Permitiendo que apareciera un libro tras otro, demostraba con obras (no con palabras) lo mejor de éste su “Lugar de nacimiento” (como bautizó a uno de sus bellos poemarios), y por eso Río Santa Editores, su empresa editorial, no era otra cosa que la hechura de su propio respiro, el latido potente de su corazón, la ebullición indetenible de sus nervios; en suma, aquella revolución silenciosa –como solía llamarlo entre los amigos– a ese empecinamiento suyo de que los chimbotanos se pusieran a leer los libros que él editaba con tanto amor.

Por eso se encargaba de que los clientes que acudían a su librería, se enteraran que al comprar un libro lo que se llevaban en verdad era la mejor oportunidad de iniciar una transformación en sus vidas, pues un libro, una obra literaria, aguarda siempre como un pequeño universo lleno de respuestas.

Muchos sabemos que Jaime Guzmán Aranda se adelantó al Plan Lector del Ministerio de Educación, ya que no solo se encargó de que los colegios de Chimbote conocieran a los autores de este puerto (“Para dejar de ser forasteros en nuestra propia tierra, leamos lo nuestro”), sino que hizo esto casi una década antes de que apareciera el famoso Plan Lector, emprendiéndolo de forma masiva, incansable y febril, como era su estilo.

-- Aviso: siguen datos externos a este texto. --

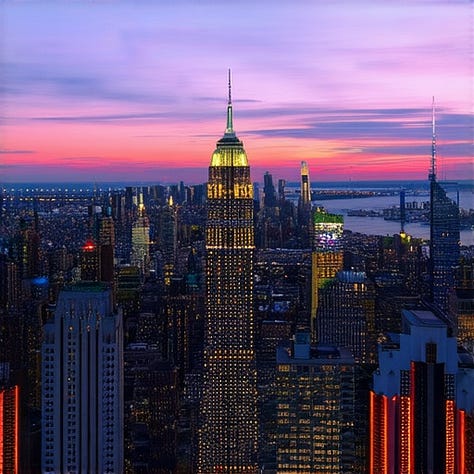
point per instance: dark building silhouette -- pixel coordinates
(229, 429)
(444, 236)
(421, 400)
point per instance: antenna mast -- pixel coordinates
(432, 175)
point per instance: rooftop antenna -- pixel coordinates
(230, 127)
(432, 175)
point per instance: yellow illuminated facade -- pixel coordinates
(315, 410)
(228, 429)
(327, 255)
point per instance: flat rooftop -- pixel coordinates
(423, 318)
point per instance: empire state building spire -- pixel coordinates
(228, 417)
(432, 175)
(230, 127)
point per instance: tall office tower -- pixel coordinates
(168, 239)
(304, 209)
(27, 249)
(305, 184)
(464, 303)
(90, 261)
(82, 383)
(269, 198)
(417, 410)
(444, 236)
(151, 410)
(346, 315)
(140, 256)
(229, 429)
(315, 408)
(107, 248)
(9, 429)
(327, 254)
(281, 189)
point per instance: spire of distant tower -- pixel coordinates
(229, 127)
(432, 175)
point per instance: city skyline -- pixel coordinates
(107, 92)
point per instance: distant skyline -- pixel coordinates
(136, 91)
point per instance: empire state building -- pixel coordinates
(228, 430)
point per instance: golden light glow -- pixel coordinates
(229, 156)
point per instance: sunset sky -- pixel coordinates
(136, 91)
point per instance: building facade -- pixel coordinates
(229, 429)
(9, 429)
(82, 383)
(327, 255)
(315, 408)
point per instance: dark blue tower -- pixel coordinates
(444, 236)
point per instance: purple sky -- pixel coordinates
(103, 91)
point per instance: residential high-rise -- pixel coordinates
(90, 261)
(140, 256)
(107, 248)
(327, 254)
(82, 383)
(444, 237)
(346, 315)
(229, 429)
(168, 239)
(305, 184)
(315, 395)
(9, 429)
(420, 401)
(269, 197)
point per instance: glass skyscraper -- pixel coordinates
(229, 429)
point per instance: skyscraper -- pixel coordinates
(420, 401)
(315, 408)
(327, 254)
(140, 256)
(444, 236)
(346, 315)
(9, 428)
(305, 184)
(228, 433)
(82, 383)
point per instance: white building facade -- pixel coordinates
(82, 383)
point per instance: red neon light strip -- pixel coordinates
(16, 394)
(1, 431)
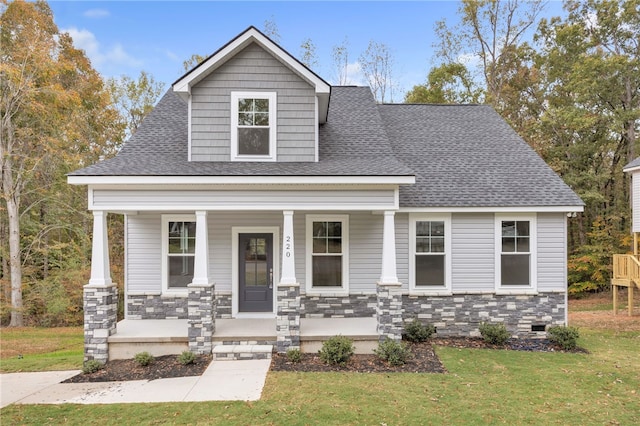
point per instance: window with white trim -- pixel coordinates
(178, 251)
(253, 126)
(516, 251)
(327, 253)
(430, 252)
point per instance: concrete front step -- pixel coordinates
(241, 352)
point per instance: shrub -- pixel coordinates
(395, 353)
(294, 355)
(417, 332)
(566, 337)
(336, 350)
(143, 358)
(496, 334)
(92, 366)
(186, 358)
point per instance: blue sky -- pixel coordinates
(125, 37)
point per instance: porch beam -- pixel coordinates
(201, 260)
(288, 275)
(100, 266)
(389, 273)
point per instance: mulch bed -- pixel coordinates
(162, 367)
(423, 360)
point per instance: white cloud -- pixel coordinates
(114, 55)
(96, 13)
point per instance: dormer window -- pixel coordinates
(253, 126)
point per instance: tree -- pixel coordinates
(376, 63)
(135, 98)
(491, 31)
(53, 110)
(308, 55)
(340, 56)
(446, 84)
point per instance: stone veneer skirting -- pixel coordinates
(461, 315)
(456, 315)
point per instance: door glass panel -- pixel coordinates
(255, 262)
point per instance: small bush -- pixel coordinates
(294, 355)
(566, 337)
(417, 332)
(187, 358)
(395, 353)
(336, 350)
(495, 334)
(92, 366)
(143, 358)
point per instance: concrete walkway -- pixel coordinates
(221, 381)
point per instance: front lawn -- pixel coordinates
(482, 386)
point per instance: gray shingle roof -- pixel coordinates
(467, 155)
(460, 155)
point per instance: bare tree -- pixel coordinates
(376, 63)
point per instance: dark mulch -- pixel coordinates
(423, 360)
(162, 367)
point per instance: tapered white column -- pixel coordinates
(389, 274)
(100, 268)
(288, 275)
(201, 260)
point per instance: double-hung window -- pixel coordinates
(430, 257)
(253, 126)
(516, 251)
(327, 253)
(178, 247)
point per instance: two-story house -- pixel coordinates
(257, 197)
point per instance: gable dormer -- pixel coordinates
(253, 101)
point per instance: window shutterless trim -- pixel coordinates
(273, 120)
(430, 289)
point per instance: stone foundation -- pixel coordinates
(461, 315)
(288, 318)
(100, 319)
(351, 306)
(202, 323)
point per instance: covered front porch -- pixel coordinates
(244, 336)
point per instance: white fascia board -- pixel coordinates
(497, 209)
(183, 85)
(240, 180)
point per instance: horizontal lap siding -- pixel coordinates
(472, 251)
(253, 69)
(144, 253)
(552, 253)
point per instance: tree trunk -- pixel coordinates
(15, 265)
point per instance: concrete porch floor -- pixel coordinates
(165, 337)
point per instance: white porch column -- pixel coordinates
(100, 267)
(389, 274)
(201, 260)
(288, 275)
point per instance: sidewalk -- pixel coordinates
(221, 381)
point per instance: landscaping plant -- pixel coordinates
(143, 358)
(337, 350)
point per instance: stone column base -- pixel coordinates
(100, 320)
(389, 311)
(201, 310)
(288, 318)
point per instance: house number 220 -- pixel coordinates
(287, 246)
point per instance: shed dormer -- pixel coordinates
(253, 101)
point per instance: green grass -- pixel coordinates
(41, 349)
(482, 386)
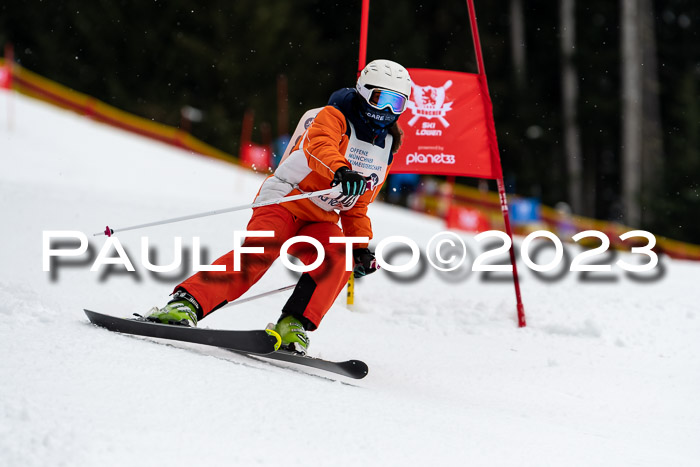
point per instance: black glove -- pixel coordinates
(351, 183)
(365, 262)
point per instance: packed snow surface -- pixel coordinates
(607, 372)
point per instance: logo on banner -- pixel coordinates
(429, 102)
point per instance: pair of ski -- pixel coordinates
(253, 343)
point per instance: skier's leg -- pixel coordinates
(213, 289)
(317, 290)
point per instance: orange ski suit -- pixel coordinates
(314, 160)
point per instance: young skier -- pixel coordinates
(349, 144)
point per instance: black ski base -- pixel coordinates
(256, 342)
(355, 369)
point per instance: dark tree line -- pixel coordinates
(154, 57)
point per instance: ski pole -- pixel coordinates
(109, 232)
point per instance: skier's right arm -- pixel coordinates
(322, 143)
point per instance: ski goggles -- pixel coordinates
(380, 99)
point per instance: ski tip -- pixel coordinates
(360, 368)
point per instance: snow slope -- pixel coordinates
(606, 373)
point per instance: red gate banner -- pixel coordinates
(445, 129)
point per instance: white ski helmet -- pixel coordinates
(385, 75)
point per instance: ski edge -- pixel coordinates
(355, 369)
(182, 334)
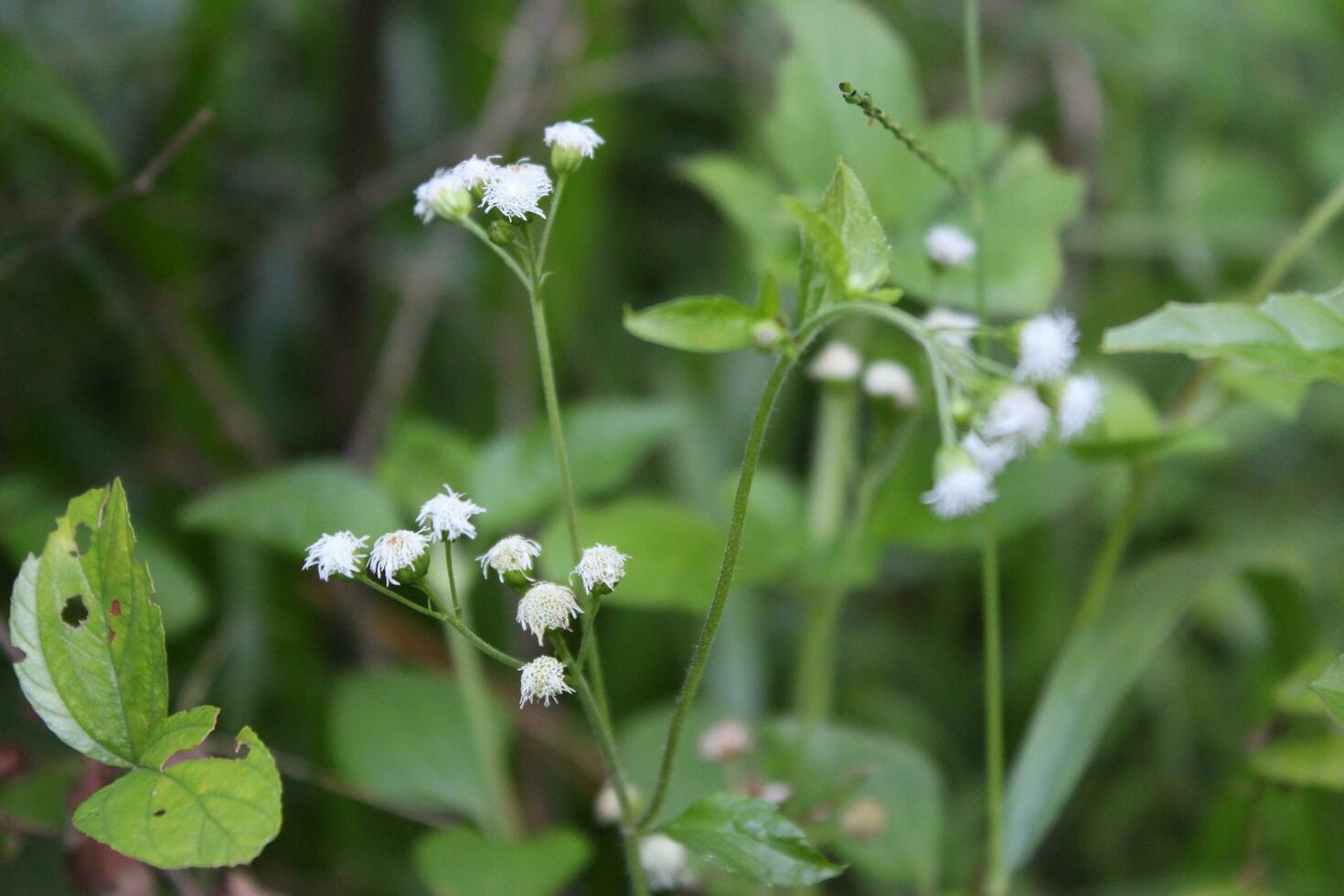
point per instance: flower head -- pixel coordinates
(837, 363)
(949, 246)
(511, 554)
(953, 328)
(1080, 404)
(548, 606)
(398, 554)
(1046, 347)
(1018, 415)
(542, 680)
(337, 554)
(891, 380)
(601, 564)
(666, 863)
(449, 516)
(515, 189)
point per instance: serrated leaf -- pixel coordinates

A sus compañeros de ruta, nos animó a no avergonzarnos de reconocernos escritores, a mirar la vida con valentía y agudeza desde nuestras lecturas y nuestros manuscritos. Cada vez que podía, nos contaba quién estaba a punto de editar con su sello la próxima novela o poemario.

Lo decía con la alegría del niño estrenando juguete nuevo, pero también con la expectativa a flor de piel, con el convencimiento de que estaba por publicar el próximo gran libro sobre Chimbote.

Desde los primeros volúmenes editados por él, como la bella reedición del libro de relatos “Las islas blancas” de Julio Ortega, hasta las recientes novelas del excelente Fernando Cueto, Jaime sabía que apostaba a seguro, y que se ponía una vez más al frente de ese ingobernable pero imperioso navío llamado LITERATURA CHIMBOTANA, así, en mayúsculas, como él habría querido escribirlo siempre.

La obra de Jaime será difícilmente superada y deja la valla muy alta a quienes quieran seguir la ruta por él emprendida. Su amor por Chimbote, por su literatura, fue prácticamente una doctrina, pero también una forma inquebrantable de celebrar la vida.

Por eso a sus amigos no nos queda sino seguir ejerciendo ese apostalado con la misma pasión, aquella fe en la literatura que aprendió de niño y que deja ahora como el mejor legado a la tierra que tanto amó.